【毎日12時実食】やりうどん大戦記 ~福岡三大チェーンに挑むうどん革命~
湊 マチ
第1話 消えかける味の灯
「やりうどんの未来は暗い――」
会議室。プロジェクターに映し出された資料を見て、高宮優は心臓をぎゅっとつかまれたような感覚に陥った。そこには、「やりうどん本店 売上低迷による閉店の可能性」と、赤文字で無情なタイトルが表示されている。
「福岡の地元チェーンとして長く愛されてきたやりうどんですが、現状は三大チェーン――ウエスト、資さんうどん、牧のうどん――に完全に押されており、売上は過去最低の水準を記録しています。」
前でプレゼンをしているのは、飲食事業部長の大村宏之だ。厳しい表情と冷静な声が、事態の深刻さをさらに際立たせる。

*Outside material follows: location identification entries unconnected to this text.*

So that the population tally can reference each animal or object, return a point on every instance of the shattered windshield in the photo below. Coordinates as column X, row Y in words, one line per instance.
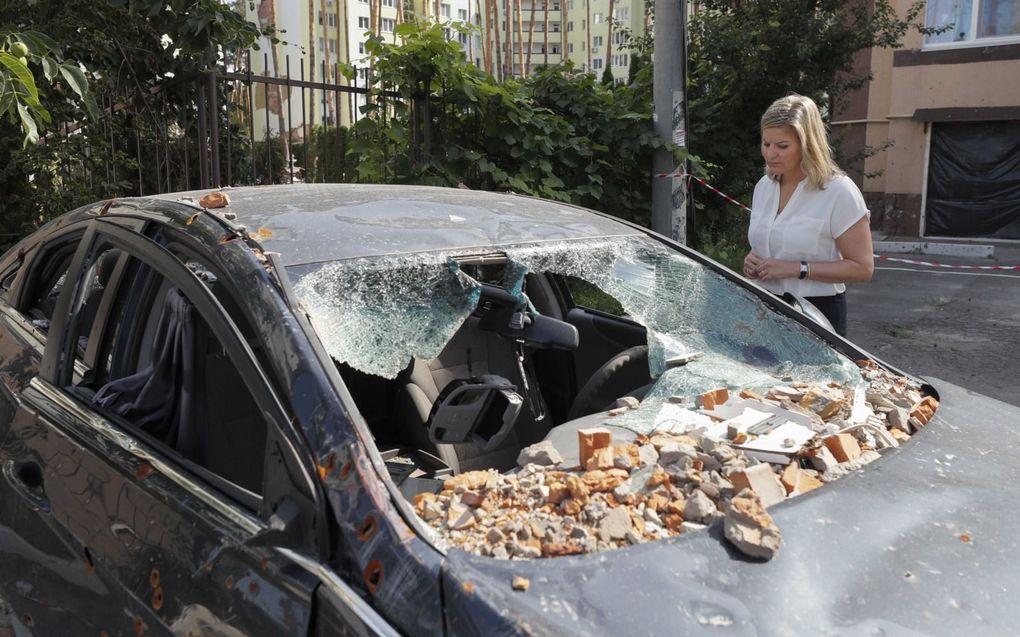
column 376, row 313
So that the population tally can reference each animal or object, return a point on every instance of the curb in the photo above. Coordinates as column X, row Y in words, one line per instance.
column 972, row 251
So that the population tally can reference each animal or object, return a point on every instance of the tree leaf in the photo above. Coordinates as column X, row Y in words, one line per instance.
column 75, row 78
column 28, row 125
column 22, row 73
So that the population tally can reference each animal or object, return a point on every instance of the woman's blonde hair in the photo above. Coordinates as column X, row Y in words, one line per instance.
column 801, row 114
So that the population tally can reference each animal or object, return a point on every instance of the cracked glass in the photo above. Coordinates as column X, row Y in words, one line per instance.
column 703, row 331
column 375, row 314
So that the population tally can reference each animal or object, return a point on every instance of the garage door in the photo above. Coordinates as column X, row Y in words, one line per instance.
column 974, row 179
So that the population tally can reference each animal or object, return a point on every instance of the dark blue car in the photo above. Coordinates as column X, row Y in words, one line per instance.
column 218, row 422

「このままの状況が続けば、本店の閉店は避けられません。そしてそれは、やりうどんブランド全体の終焉を意味します。」
優は手元の資料に目を落とした。そこに並ぶ数字は、どれも厳しい現実を突きつけてくる。しかし、彼女の中にはもっと個人的な感情が渦巻いていた。
「やりうどんがなくなるなんて……」
優は、子どもの頃、家族と一緒にやりうどんに通った思い出を思い出していた。特に「ごぼう天うどん」は、幼い彼女にとって特別な味だった。揚げたてのごぼう天の香ばしさと、優しい出汁の味わい。それはまさに、福岡の「味の記憶」そのものだった。
「そんな……やりうどんが、なくなっちゃうなんて……」
小さく呟いた優の声は、意外にも会議室全体に響いた。数人の視線が彼女に向けられる。
「高宮。」
大村がその言葉を拾うように声をかけた。優は慌てて背筋を伸ばし、彼の視線を正面から受け止める。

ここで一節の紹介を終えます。